A milk jug, a tea bowl, a bowl and a teapot with the same decoration are illustrated in Collecting Chinese Export Porcelain by Elinor Gordon (1984, p. 50, pl. VII). This model is also illustrated in Chinese Export Porcelain from the Ethel (Mrs. Julius) Liebman and Arthur L. Liebman Porcelain Collection by Catherine Brawer (1992, no. 119). Another is illustrated in China-Trade Porcelain : an Account of its Historical background, Manufacture, and Decoration and a Study of the Helena Woolworth McCann Collection (John Phillips, 1956, pl. 78).
For a large punch bowl, consult Christie’s London, 4th September 2012, lot 64. Chocolate and tea services are found in the collections at Melford Hall in the county if Suffolk in England.
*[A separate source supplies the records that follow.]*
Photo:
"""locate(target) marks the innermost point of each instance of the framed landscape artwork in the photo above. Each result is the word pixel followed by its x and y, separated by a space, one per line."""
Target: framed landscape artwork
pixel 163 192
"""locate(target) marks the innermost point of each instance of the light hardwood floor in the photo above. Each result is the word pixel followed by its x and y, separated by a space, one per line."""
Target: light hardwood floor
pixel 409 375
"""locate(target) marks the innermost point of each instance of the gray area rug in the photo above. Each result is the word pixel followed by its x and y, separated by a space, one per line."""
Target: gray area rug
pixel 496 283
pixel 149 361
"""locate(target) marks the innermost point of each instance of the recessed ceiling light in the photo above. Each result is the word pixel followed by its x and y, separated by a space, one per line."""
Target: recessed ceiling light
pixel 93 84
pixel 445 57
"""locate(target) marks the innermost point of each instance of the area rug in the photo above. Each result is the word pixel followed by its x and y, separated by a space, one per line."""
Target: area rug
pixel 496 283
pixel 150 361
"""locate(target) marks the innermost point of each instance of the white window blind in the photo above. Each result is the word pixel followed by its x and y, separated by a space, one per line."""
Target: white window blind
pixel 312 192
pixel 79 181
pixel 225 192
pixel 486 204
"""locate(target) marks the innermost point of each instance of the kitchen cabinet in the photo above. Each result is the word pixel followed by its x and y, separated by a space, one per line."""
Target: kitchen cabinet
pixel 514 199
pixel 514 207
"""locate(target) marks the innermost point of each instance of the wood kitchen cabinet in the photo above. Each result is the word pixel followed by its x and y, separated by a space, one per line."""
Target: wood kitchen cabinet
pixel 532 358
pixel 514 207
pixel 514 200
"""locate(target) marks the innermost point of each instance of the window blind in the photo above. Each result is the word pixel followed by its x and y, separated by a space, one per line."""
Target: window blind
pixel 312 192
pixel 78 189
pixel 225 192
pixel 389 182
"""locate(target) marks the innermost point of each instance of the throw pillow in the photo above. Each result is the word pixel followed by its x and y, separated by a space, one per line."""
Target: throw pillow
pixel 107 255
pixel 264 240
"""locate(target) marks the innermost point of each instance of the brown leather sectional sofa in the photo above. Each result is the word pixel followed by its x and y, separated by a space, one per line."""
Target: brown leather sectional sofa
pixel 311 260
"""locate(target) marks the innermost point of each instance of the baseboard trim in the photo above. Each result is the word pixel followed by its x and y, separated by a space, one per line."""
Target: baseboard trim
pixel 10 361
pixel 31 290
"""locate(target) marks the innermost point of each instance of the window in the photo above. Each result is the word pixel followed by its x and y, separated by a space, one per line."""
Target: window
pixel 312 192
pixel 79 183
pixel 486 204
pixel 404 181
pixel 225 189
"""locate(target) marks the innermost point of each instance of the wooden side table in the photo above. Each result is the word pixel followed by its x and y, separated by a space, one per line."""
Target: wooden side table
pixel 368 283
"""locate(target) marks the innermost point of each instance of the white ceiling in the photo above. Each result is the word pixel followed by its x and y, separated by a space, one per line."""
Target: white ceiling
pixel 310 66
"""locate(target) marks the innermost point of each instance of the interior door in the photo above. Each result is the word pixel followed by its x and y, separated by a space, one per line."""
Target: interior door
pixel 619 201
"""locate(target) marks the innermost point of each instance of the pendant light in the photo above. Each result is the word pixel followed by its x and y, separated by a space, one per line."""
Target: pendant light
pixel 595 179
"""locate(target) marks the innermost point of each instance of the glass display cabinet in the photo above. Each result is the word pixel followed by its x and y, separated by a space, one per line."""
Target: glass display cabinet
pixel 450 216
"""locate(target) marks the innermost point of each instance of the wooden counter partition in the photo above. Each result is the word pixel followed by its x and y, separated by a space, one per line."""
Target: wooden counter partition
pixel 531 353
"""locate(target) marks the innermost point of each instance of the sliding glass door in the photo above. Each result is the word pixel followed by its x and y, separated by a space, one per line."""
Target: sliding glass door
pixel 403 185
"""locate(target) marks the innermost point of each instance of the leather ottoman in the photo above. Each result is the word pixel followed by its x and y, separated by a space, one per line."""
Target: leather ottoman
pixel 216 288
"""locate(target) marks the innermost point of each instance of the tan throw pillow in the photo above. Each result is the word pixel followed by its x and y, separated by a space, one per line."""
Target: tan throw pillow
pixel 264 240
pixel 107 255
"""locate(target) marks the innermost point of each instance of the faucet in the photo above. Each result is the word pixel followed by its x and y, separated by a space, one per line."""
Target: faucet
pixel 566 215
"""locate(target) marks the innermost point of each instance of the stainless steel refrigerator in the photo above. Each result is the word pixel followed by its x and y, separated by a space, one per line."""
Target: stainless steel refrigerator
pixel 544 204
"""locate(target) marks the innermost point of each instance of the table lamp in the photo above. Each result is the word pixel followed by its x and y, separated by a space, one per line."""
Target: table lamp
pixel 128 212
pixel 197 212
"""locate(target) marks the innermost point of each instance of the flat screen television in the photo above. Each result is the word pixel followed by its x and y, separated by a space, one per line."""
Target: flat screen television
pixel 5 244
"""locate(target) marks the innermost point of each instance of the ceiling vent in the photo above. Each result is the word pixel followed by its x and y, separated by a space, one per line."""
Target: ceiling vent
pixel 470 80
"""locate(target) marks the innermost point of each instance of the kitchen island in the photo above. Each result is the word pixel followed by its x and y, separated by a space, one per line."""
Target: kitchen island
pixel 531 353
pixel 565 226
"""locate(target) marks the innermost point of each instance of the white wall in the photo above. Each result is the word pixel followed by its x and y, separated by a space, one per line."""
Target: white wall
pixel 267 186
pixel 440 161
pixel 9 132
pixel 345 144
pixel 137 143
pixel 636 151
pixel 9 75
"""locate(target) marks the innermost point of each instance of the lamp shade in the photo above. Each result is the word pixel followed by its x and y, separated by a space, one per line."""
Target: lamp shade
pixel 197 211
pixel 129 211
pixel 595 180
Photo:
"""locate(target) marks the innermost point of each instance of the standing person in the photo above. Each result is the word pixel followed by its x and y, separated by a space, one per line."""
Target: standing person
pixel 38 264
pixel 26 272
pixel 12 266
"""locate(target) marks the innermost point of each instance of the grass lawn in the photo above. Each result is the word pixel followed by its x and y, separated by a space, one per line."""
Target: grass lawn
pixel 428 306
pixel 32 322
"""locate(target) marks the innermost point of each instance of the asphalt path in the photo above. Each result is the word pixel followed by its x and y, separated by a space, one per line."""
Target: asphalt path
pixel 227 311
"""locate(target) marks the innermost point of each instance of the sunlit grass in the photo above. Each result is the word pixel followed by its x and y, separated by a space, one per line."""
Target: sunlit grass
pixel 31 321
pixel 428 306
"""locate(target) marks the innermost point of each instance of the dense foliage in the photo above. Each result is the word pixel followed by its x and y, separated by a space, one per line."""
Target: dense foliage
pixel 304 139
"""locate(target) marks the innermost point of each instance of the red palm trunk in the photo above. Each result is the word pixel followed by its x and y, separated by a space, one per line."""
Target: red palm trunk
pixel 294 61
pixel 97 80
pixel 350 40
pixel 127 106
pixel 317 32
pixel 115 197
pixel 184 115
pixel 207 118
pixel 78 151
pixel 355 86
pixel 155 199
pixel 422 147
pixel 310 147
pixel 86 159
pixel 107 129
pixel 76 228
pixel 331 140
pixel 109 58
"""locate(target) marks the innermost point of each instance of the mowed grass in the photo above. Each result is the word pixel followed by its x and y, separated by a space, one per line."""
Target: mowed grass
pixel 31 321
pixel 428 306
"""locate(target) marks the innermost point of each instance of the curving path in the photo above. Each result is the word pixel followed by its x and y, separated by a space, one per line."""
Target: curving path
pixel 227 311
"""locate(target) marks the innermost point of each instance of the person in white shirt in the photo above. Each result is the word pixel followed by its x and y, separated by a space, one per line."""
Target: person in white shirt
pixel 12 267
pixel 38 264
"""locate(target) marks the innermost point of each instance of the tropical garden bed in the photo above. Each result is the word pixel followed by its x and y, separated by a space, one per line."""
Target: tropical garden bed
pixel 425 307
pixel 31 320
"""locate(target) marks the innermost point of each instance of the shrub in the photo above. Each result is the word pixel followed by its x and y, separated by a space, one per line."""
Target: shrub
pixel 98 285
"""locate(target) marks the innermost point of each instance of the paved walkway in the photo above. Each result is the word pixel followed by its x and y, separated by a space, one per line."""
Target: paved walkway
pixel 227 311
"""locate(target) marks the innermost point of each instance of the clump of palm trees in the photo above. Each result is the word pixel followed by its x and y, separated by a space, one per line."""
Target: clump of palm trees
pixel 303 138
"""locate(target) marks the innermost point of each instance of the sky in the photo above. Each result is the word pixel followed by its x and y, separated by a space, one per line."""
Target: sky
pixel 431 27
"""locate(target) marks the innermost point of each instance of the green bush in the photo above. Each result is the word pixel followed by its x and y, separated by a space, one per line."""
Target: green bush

They come from the pillage by Captain Hyde Parler of the Spanish ship Santissima Trinidad in Manila in 1762.
Two bowls are kept at the Dolmabahçe Palace in Istanbul.
The lotus flower, symbol of purity in Chinese culture, was appreciated in the decors of Chinese porcelain destined to be exported during the mid 18th century.
Existing in a few variations, this model is sometimes influenced by Middle-East decorations with the addition of complex scrollwork.
The beauty of this model lies notably in the pink shading created on the lotus petals, going from pale pink to ruby red.
The lotus petal was used in a similar manner for decorating ceramics from the period of the « Six Dynasties » (220-587 AD).
This ornamentation was still popular during the late Qing Period (1644-1911). For covered bowls dating from this period, consult Christie’s New York, 16 March 2016, lot 1643 (with the 6 character seal mark), or Imperial Porcelain of late Qing from the Kwan Collection » (Art Gallery, The Chinese University of Hong Kong, 13 August– 25 September 1983, p. 131, no. 137).